In Newcomb’s Paradox, the prospect of taking both boxes becomes frightening, due to the OE’s omniscience. At the point in time when you actually choose, it may be tempting to see the game as one where “bygones are bygones”, as the OE’s decision has already been made. And then grab both boxes. But a wiser participant in the game will fear the omniscience to the OE and stick with their previous internal commitment to take one box.
When inflation overshoots its 2% target, a central bank that previously committed to average inflation targeting will be tempted to abandon the commitment and refrain from bringing the average back down to 2%. After all, the commitment had already done its job and spurred a strong recovery. But if the financial market understands that the central bank is not sincere, then it will fail to move interest rates in the sort of anticipatory way that would prevent the inflation overshoot. The central bank’s lack of sincerity will cause the very problem they are later praised for resolving.
Successful central bank policies don’t look exciting, full of adept and timely actions by central bankers. They look boring, as if the central bank is presiding over a “lucky country” that is almost free of destabilizing shocks. (What did Napoleon say about lucky generals?)
Market forecasts are nowhere near as accurate as my imaginary OE, but they are still the best that we have. Thus I become very frightened when people ask what the central bank should do when things go way off course.

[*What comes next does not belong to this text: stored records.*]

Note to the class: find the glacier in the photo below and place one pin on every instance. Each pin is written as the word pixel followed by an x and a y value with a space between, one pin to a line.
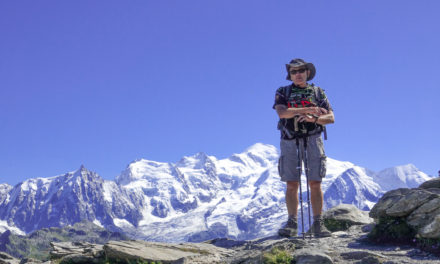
pixel 197 198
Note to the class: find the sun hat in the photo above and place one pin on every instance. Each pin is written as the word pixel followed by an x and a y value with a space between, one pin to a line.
pixel 298 63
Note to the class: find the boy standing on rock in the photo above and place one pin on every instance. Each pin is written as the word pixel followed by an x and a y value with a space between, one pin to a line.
pixel 303 110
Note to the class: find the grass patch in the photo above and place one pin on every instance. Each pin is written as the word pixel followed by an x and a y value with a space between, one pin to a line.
pixel 392 230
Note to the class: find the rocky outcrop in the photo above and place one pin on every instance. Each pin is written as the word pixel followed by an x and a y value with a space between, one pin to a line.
pixel 343 216
pixel 408 214
pixel 348 245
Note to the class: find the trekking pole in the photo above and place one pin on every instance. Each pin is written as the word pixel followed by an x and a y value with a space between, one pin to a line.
pixel 300 188
pixel 306 170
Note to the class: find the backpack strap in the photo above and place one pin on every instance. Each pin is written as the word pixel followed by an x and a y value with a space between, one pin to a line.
pixel 318 95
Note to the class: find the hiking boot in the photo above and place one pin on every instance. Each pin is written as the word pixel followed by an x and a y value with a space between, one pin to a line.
pixel 290 229
pixel 318 228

The fact that the economy is far off course means that the market has already determined that the central bank lacks commitment to fix the problem. How likely is future success when the world’s best forecaster believes that you will fail? So what should the Fed do when it’s far off course? I’m reminded of what the laconic farmer said to the lost motorist: “First of all, I wouldn’t start from here.”

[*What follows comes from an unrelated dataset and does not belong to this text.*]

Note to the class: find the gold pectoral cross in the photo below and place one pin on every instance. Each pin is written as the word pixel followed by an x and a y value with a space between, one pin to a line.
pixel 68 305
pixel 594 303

Australia is often referred to as the lucky country. Apart from a brief Covid slump, Australia has gone more than 30 years without a recession. When I speak to people about this case, they instinctively assume that Australia must be lucky—its economy has somehow avoided being hit by shocks. After all, if you don’t believe that central banks cause our recessions (and most people don’t), then how else can one explain Australia’s success?

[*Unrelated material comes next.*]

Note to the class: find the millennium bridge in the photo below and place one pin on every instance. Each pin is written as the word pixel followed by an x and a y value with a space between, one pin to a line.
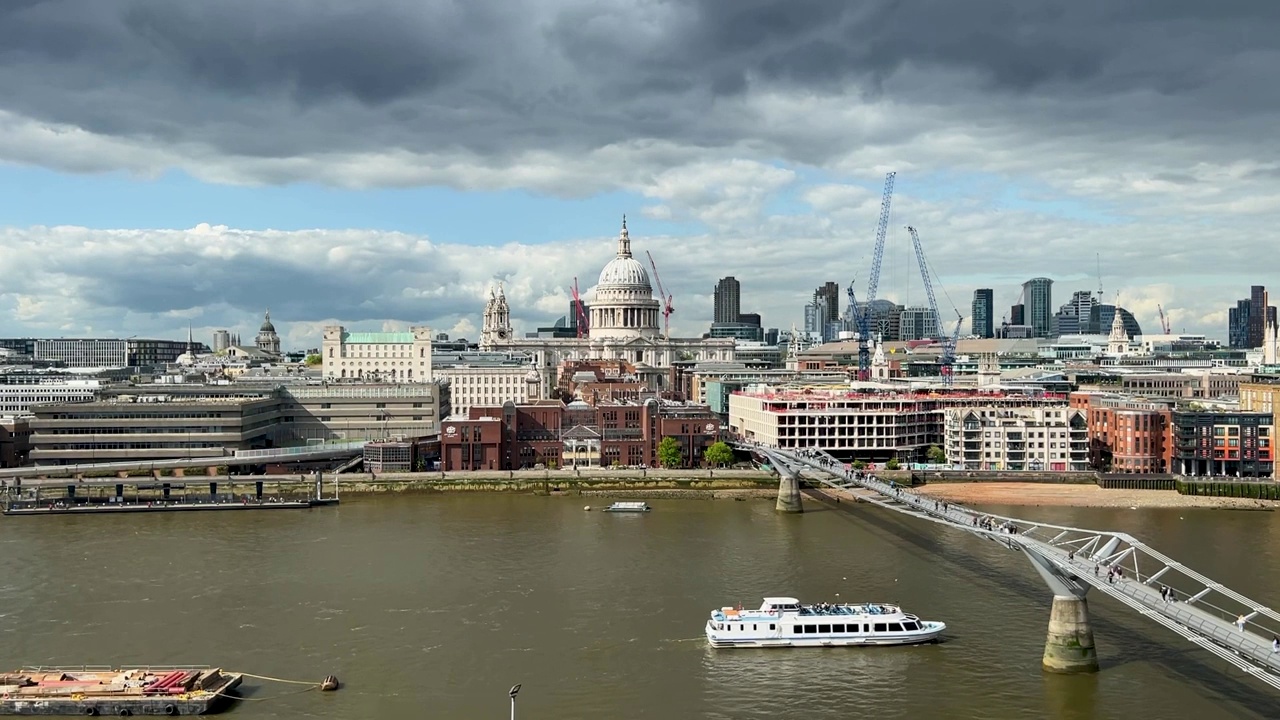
pixel 1070 561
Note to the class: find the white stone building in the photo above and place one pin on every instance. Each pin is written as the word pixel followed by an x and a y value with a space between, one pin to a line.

In fact, Australia is an unlucky country. It’s a small economy that is highly dependent on the export of a few commodities, which is a highly unstable sector. A lucky country would be focused on a stable sector, such as services. Australia is buffeted by much stronger non-monetary shocks than is the US economy. It doesn’t look that way because we have many more recessions. But that’s because we have had a much less stable monetary policy. Unlucky Australia has outperformed the lucky USA.
PS. Students of history might see an analogy to how we rate presidents. Boring presidents that preside over peace and prosperity (say Coolidge) are placed near the bottom of the rankings by historians. Like economic pundits, historians place active presidents that screw up (say Wilson or LBJ) far ahead of boring presidents that don’t create problems in the first place.
PS. During Australia’s only recent recession, unemployment rose from 5.2% in March 2020 to a peak of 7.5% in July 2020. It was back down to 5.1% by May 2021. That’s far better than the US. Here is Australia’s boring real GDP graph:
PPPS. Others have also argued that success is banal. Here’s what Orson Welles’ character says in The Third Man:
In Italy for 30 years under the Borgias they had warfare, terror, murder, and bloodshed, but they produced Michelangelo, Leonardo da Vinci, and the Renaissance. In Switzerland they had brotherly love – they had 500 years of democracy and peace, and what did that produce? The cuckoo clock.